Sam J. Miller’s second novel Blackfish City is a tale about the value of connection in the face of oppressive capitalist systems that seek to keep us apart. The titular city is Qaanaaq, a floating metropolis somewhere in the Arctic Circle, in a future ravaged by climate change. Qaanaaq is run not by humans but by an algorithm making supposedly disinterested decisions that nevertheless seem to benefit the city’s landlord class more than its much larger proletariat. To this socially stratified yet vibrant city comes a mysterious woman accompanied by a killer whale and a polar bear: who is she? Why has she come to Qaanaaq? What is the nature and meaning of her connection with these two iconic apex predators?
The novel is peopled by loners: Soq, a messenger living a hand-to-mouth existence in Qaanaq’s poorest district; Kaev, a bareknuckles fighter afflicted by something like PTSD; Fill, Soq’s sometime lover, a rich gay man with a disease called “the breaks” that’s passed through bodily fluids and causes visions of the experiences of other carriers; and Ankit, a campaign manager for one of the city’s few politicians. The woman with the killer whale – Masaaraq – brings these disparate figures unexpectedly together: they are a family, separated by prejudice; their reunion, though fraught and complex, helps make each of them whole.

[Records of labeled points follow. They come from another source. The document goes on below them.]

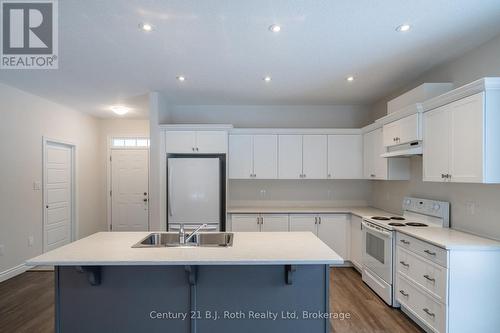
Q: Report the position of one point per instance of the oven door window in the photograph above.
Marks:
(375, 247)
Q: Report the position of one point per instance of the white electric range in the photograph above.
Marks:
(379, 241)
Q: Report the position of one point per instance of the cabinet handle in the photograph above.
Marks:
(430, 252)
(429, 312)
(429, 278)
(404, 264)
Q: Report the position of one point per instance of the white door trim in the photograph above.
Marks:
(108, 173)
(74, 188)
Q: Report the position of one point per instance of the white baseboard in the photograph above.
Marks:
(10, 273)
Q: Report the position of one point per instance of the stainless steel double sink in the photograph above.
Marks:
(171, 239)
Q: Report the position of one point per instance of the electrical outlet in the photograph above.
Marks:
(471, 207)
(37, 186)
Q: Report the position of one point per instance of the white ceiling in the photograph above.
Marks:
(224, 48)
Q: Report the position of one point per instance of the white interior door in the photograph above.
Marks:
(129, 190)
(58, 195)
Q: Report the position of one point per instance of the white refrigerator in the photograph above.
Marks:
(195, 192)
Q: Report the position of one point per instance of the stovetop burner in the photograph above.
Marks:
(416, 224)
(380, 218)
(397, 224)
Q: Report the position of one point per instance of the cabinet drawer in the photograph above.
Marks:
(426, 250)
(423, 306)
(428, 275)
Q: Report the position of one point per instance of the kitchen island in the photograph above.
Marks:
(265, 282)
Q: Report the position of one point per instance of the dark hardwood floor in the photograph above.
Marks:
(27, 305)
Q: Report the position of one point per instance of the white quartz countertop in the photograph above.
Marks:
(358, 211)
(451, 239)
(249, 248)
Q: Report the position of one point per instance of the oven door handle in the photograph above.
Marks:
(387, 234)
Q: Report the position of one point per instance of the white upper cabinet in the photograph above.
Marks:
(240, 157)
(345, 156)
(314, 156)
(253, 156)
(462, 141)
(401, 131)
(180, 141)
(376, 167)
(196, 142)
(265, 156)
(290, 157)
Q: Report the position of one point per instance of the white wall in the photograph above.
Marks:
(283, 116)
(294, 192)
(24, 120)
(481, 62)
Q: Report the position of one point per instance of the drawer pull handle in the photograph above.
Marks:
(430, 253)
(429, 278)
(428, 312)
(404, 264)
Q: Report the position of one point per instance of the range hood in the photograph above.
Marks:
(404, 150)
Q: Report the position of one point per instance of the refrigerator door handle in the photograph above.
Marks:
(169, 197)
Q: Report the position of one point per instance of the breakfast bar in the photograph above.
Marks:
(265, 282)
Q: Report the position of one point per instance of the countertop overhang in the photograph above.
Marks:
(249, 248)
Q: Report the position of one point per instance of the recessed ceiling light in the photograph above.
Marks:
(120, 109)
(275, 28)
(146, 27)
(403, 28)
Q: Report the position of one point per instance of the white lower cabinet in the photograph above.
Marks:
(448, 290)
(332, 229)
(259, 222)
(356, 240)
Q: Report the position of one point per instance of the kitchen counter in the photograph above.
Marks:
(451, 239)
(115, 248)
(358, 211)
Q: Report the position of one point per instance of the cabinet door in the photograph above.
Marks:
(436, 144)
(314, 156)
(304, 223)
(274, 222)
(240, 157)
(391, 132)
(380, 163)
(332, 230)
(368, 155)
(211, 142)
(245, 222)
(265, 156)
(356, 241)
(290, 156)
(409, 129)
(345, 157)
(180, 142)
(466, 136)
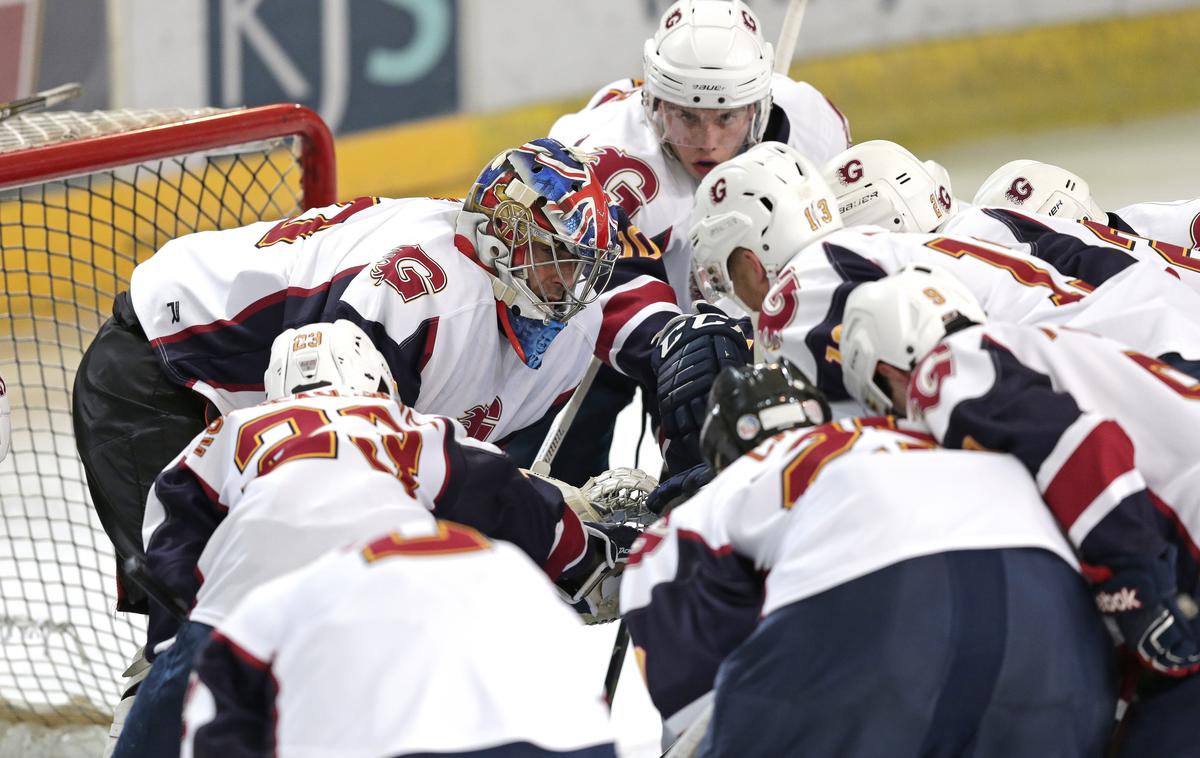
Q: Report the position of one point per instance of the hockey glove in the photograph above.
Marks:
(690, 350)
(591, 585)
(678, 488)
(1157, 624)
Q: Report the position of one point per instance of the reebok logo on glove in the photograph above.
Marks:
(1126, 599)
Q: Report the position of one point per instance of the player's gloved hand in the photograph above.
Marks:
(1158, 624)
(589, 584)
(690, 350)
(675, 489)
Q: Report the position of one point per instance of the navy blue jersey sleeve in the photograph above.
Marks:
(191, 513)
(695, 618)
(487, 492)
(1091, 263)
(244, 692)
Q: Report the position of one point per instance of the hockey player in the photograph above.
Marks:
(478, 306)
(427, 641)
(330, 457)
(773, 238)
(708, 92)
(1107, 433)
(855, 590)
(1049, 190)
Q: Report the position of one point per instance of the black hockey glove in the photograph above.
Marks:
(678, 488)
(1158, 624)
(690, 350)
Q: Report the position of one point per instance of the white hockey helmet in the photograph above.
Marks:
(897, 320)
(708, 54)
(337, 355)
(1039, 188)
(771, 200)
(881, 182)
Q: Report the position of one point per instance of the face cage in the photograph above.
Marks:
(582, 269)
(657, 113)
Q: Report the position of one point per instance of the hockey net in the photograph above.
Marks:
(84, 197)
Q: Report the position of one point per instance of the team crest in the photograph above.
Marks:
(411, 272)
(481, 420)
(850, 172)
(1019, 191)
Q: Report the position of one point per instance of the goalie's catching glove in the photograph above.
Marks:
(690, 350)
(1158, 624)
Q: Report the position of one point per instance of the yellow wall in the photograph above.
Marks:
(919, 95)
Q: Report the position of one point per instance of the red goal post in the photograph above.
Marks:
(84, 197)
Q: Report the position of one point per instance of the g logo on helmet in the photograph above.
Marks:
(718, 191)
(1019, 191)
(851, 172)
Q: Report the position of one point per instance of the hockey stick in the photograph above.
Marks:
(46, 98)
(789, 32)
(562, 422)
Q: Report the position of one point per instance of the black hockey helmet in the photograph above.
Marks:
(750, 403)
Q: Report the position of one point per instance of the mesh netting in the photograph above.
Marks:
(69, 246)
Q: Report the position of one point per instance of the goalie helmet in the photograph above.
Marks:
(897, 320)
(706, 54)
(751, 403)
(1039, 188)
(337, 355)
(539, 220)
(771, 200)
(880, 182)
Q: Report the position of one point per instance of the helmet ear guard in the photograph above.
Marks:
(337, 355)
(898, 320)
(751, 403)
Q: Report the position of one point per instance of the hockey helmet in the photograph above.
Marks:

The novel’s theme of radical connection goes deeper than that, though. Masaaraq, it turns out, is among the last of a legendary community of people who were bonded to wild animals by experimental nanotech: so what looks like dominance over the natural world actually turns out to be something much more mutual. That same nanotech, brought to Qaanaaq, offers a cure for the breaks that preserves the disease’s empathic potential without its lethal consequences.
Then there’s City Without a Map: a sort of podcast within the world of the novel, narrated by people from all walks of life, telling stories of life in Qaanaaq. Its creator(s) are anonymous; but in bringing together this range of experiences to tell a single story about the city it creates a skein of connection that conceptually links each inhabitant together. In other words it does exactly what Blackfish City itself does – reveals the shared humanity that binds us to each other.
All of this builds up to a moment when Soq is able to seize a lot of property from the shadowy landlords who keep that property empty. It’s not made clear what they’ll do with it, but their frequently-articulated love for Qaanaaq seems to suggest that revolution is in the offing – that they’ll use it to build a kinder and a fairer city for all. In this way the newly reconstituted family, connected by bonds of love, stands against the faceless, invisible hand of the market which pretends to a false objectivity.
If the novel has a fault it is that its bringing together of Masaaraq’s family feels a little too pat, their finding each other again too much of a coincidence to credit. But on the whole it’s a good read that covers a lot of ground thematically; one that balances hope for a transformed future with clear-eyed realism about where our current problems might take us.